I am drawn to the Talmud’s twofold understanding of Hallel: we chant it as we walk through breath holding, heart stopping danger; we chant it after we live through that danger. It accompanies us on both parts of our life journeys because –as the Talmud points out- its most important word-Halleuyah- compounds a command to praise (Hallelu) with a straightforward reference to God –known here by God’s Hebrew name, Yah. We are not asked or encouraged, we are commanded, to carry an attitude of praise with us wherever we are and through whatever we experience. A view of life that is suffused with praise does not usually come naturally: we have to inculcate it within ourselves through the hard work of waking each day –no matter how we feel, no matter what a day brings us- and recognizing that day as one more precious opportunity to breathe, to live, to be in this mixture of madness and magnificence that is our world, the world created by God, the never ending source of all life in all of its complexity, mystery, and imperfection.
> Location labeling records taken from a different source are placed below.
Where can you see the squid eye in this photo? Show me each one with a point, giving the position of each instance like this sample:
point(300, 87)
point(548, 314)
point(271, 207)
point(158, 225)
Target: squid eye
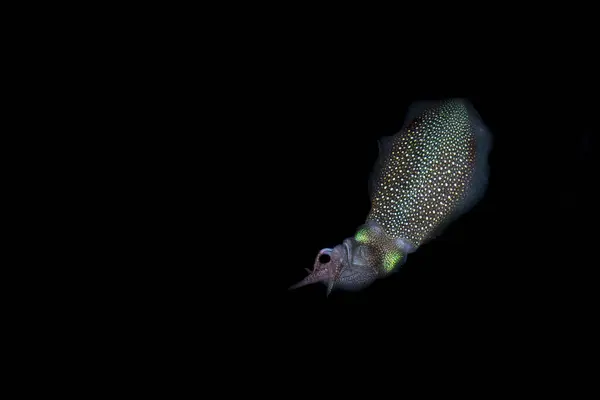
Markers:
point(324, 258)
A Halleluyah perspective on the world sees God’s creative power and compassionate presence in everything: danger and redemption, sadness and joy, life and death. A Halleluyah perspective praises God for life as it is, because it is holy and worthwhile simply by virtue of being life!
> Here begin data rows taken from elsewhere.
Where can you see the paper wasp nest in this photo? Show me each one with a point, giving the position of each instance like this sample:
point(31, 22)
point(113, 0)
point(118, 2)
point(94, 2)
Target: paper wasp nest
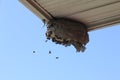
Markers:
point(68, 32)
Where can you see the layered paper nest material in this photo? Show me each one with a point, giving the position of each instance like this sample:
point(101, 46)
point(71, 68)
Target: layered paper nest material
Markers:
point(68, 32)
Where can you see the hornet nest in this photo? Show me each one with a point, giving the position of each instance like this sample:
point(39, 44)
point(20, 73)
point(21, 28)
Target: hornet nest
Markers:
point(68, 32)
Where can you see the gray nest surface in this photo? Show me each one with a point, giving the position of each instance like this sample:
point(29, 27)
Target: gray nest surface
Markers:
point(68, 32)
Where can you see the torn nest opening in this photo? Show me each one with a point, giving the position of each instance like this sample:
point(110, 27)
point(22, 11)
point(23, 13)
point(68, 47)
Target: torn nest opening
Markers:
point(68, 32)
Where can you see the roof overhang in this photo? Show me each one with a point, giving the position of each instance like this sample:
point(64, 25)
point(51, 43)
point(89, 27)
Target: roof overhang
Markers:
point(94, 13)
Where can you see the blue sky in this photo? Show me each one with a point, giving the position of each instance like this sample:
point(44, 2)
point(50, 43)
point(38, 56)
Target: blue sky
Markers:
point(21, 34)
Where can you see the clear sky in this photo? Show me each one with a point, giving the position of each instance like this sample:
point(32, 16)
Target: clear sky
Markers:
point(21, 34)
In a moment, when we chant Yizkor, we will actually be reciting an extended Halleluyah. Yes, we will be remembering our loved ones who have died, some naturally in their time, and others tragically and before their time. But we will also be remembering their precious legacies, feeling their palpable, endless presence, and praising God for the people they were and the people they have helped us to become. For the love that they gave us and allowed us to give them, we say Halleluyah! For the complex, imperfect but loving relationships that we had with them, we say, Halleluyah! For our ability to remember them without the varnish of false piety, we say Halleluyah! For their having lived in our world, in God’s world, we say Halleluyah!